Use rand + topk in place of multinomail distribution for sampling the…
… indices to be masked
What does this PR do? Please describe: A summary of the change or the issue that is fixed.
Use rand + topk in place of multinomail distribution for sampling the indices to be masked. The overall idea is as follows:
In the _generate_mask function, we were using the multinomial distribution to sample the indices to be masked. In this PR, we replace that by a combination of rand + topk functions.
The probability distribution (float_mask) that we are feeding to the multinomial distribution has a special structure - its either 1 or 0 so when you do something like torch.multinomial(float_mask, num_samples=min_num_masked), we are basically saying that we want to sample some values where float_mask = 1.
This can be re-written as
random_values = torch.rand_like(float_mask) + 0.001 # make a tensor of random values, the 0.001 is to make sure the min is not 0 (but should not be needed because we are sampling real values and the liklihood of sampling 0 is very low)
random_values = random_values * float_mask # all the 0 values in float_mask are still 0 but the non-zero values have a random value assigned to them
_, indices = torch.topk(random_values, k=min_num_masked, dim=1, sorted=False) # select the topk values (which would be basically a subset of non-zero values in the float_mask
We need the random_values = random_values * float_mask bit part because without this, we will always return the first k (or some pseduo deterministic set of k) values from the float_mask - multiplying by random values makes it random. Note that this only works when float_mask is either 0 or 1. It would not work in other cases.
This version is about 2x faster and about 4x more memory efficient when float_mask is of shape (1500, 500))`. The performance improvements are even better for bigger shapes.
Fixes #{issue number}
Does your PR introduce any breaking changes? If yes, please list them:
No
Check list:
- [x] Was the content of this PR discussed and approved via a GitHub issue? (no need for typos or documentation improvements) - Yes discussed on workplace,
- [x] Did you read the contributor guideline?

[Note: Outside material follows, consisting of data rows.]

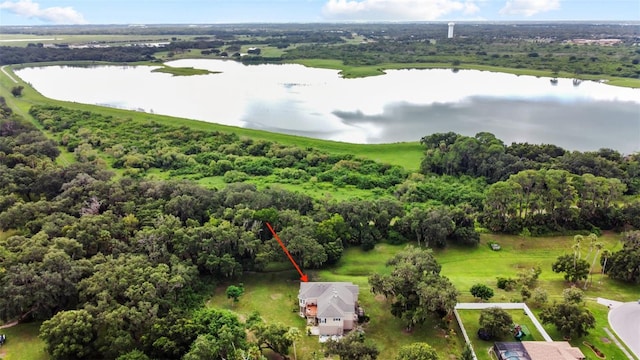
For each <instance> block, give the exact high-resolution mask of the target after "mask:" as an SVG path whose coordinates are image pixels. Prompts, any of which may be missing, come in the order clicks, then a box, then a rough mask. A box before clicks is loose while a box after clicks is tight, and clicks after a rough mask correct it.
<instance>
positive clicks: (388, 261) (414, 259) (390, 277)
mask: <svg viewBox="0 0 640 360" xmlns="http://www.w3.org/2000/svg"><path fill="white" fill-rule="evenodd" d="M387 266H393V270H392V271H391V274H389V275H380V274H373V275H371V276H370V277H369V285H370V286H371V290H372V291H373V292H374V293H376V294H382V295H384V296H385V297H386V298H387V299H389V300H391V302H392V304H391V313H392V314H393V315H394V316H395V317H398V318H400V319H402V321H403V322H404V324H405V325H406V328H407V329H408V330H411V329H412V328H413V327H414V326H416V325H419V324H422V323H424V322H425V321H426V320H427V319H429V318H430V317H433V316H435V317H437V318H444V317H445V316H447V315H450V314H451V312H452V311H453V308H454V306H455V305H456V302H457V297H458V291H457V290H456V288H455V287H454V286H453V284H452V283H451V281H449V279H448V278H447V277H445V276H442V275H440V269H441V267H440V265H439V264H438V262H437V261H436V259H435V258H434V257H433V253H432V252H431V250H429V249H426V250H425V249H420V248H415V247H412V246H408V247H407V248H406V249H405V250H404V251H401V252H399V253H397V254H396V255H395V256H394V257H393V258H391V259H390V260H389V261H388V262H387Z"/></svg>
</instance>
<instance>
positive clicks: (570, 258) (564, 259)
mask: <svg viewBox="0 0 640 360" xmlns="http://www.w3.org/2000/svg"><path fill="white" fill-rule="evenodd" d="M551 270H553V272H555V273H564V279H565V280H567V281H570V282H572V283H577V282H578V281H580V280H584V279H586V278H587V276H588V275H589V263H588V262H586V261H585V260H584V259H576V258H575V257H574V256H572V255H561V256H558V258H557V259H556V261H555V262H554V263H553V264H552V265H551Z"/></svg>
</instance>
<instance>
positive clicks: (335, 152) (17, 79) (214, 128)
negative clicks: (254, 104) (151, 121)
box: [0, 67, 427, 171]
mask: <svg viewBox="0 0 640 360" xmlns="http://www.w3.org/2000/svg"><path fill="white" fill-rule="evenodd" d="M5 70H6V71H7V72H8V73H10V74H11V75H12V76H13V77H14V78H15V79H16V80H18V83H17V84H16V83H14V82H13V81H11V80H10V79H9V78H8V77H7V76H6V75H5V74H4V73H2V72H0V96H3V97H5V99H6V100H7V104H8V105H9V106H10V107H11V108H12V109H14V111H16V112H18V113H19V114H20V115H22V116H24V117H25V118H27V119H30V120H32V121H33V119H32V118H31V116H29V114H28V111H29V108H30V107H31V106H33V105H36V104H38V105H59V106H65V107H68V108H70V109H78V110H83V111H92V112H97V113H101V114H105V115H112V116H114V117H120V118H125V119H130V120H131V121H139V122H144V123H147V122H149V121H155V122H158V123H162V124H167V125H173V126H188V127H190V128H192V129H195V130H201V131H223V132H233V133H236V134H238V135H239V136H241V137H243V136H245V137H250V138H252V139H254V140H267V141H272V142H277V143H281V144H285V145H296V146H298V147H301V148H317V149H320V150H322V151H326V152H330V153H339V154H353V155H355V156H356V157H362V158H366V159H371V160H374V161H379V162H382V163H386V164H391V165H398V166H402V167H404V168H405V169H407V170H409V171H417V170H418V169H419V168H420V162H421V160H422V157H423V154H424V147H423V146H422V145H420V143H419V140H420V137H422V136H424V135H427V134H416V141H414V142H400V143H390V144H351V143H346V142H338V141H328V140H320V139H313V138H307V137H302V136H294V135H287V134H279V133H273V132H267V131H262V130H253V129H247V128H241V127H234V126H226V125H220V124H216V123H211V122H205V121H197V120H190V119H184V118H176V117H171V116H164V115H158V114H148V113H143V112H137V111H128V110H121V109H114V108H109V107H100V106H95V105H85V104H79V103H73V102H65V101H57V100H52V99H48V98H45V97H44V96H42V95H40V94H39V93H38V92H37V91H36V90H35V89H33V88H32V87H31V86H30V85H29V84H27V83H24V82H23V81H21V80H20V79H19V78H18V77H17V76H16V75H14V74H13V72H12V71H11V68H10V67H6V68H5ZM16 85H22V86H24V87H25V89H24V91H23V96H21V97H20V98H15V97H13V95H11V92H10V91H11V88H12V87H13V86H16ZM34 122H35V121H34Z"/></svg>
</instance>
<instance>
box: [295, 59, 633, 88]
mask: <svg viewBox="0 0 640 360" xmlns="http://www.w3.org/2000/svg"><path fill="white" fill-rule="evenodd" d="M292 62H293V63H296V64H302V65H305V66H308V67H315V68H322V69H334V70H339V71H340V74H341V75H342V76H343V77H345V78H358V77H366V76H377V75H383V74H384V73H385V70H392V69H451V68H453V66H452V65H451V63H446V62H432V63H382V64H377V65H368V66H353V65H345V64H344V63H343V61H342V60H337V59H297V60H293V61H292ZM455 67H456V68H458V69H469V70H482V71H493V72H501V73H507V74H514V75H530V76H544V77H552V76H556V77H559V78H574V77H575V76H576V75H575V74H573V73H569V72H564V71H561V72H559V73H558V74H557V75H553V74H552V73H551V71H548V70H535V69H515V68H505V67H499V66H491V65H480V64H471V63H464V62H463V63H462V64H460V65H457V66H455ZM580 78H581V79H583V80H596V81H600V80H603V81H606V82H607V83H608V84H610V85H614V86H623V87H632V88H640V79H632V78H618V77H613V76H608V75H585V74H581V75H580Z"/></svg>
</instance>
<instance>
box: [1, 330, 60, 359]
mask: <svg viewBox="0 0 640 360" xmlns="http://www.w3.org/2000/svg"><path fill="white" fill-rule="evenodd" d="M39 329H40V323H39V322H35V323H28V324H20V325H16V326H13V327H10V328H6V329H0V334H5V335H6V336H7V340H6V342H5V344H4V345H3V346H1V347H0V359H3V360H46V359H49V356H48V355H47V353H46V352H45V349H44V343H43V342H42V341H41V340H40V339H39V338H38V331H39Z"/></svg>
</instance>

- [x] Did you make sure that your PR does only one thing instead of bundling different changes together?
- [x] Did you make sure to update the documentation with your changes? (if necessary)
- [x] Did you write any new necessary tests?
- [x] Did you verify new and existing tests pass locally with your changes?
- [] Did you update the CHANGELOG? (no need for typos, documentation, or minor internal changes) - Not sure if this applies.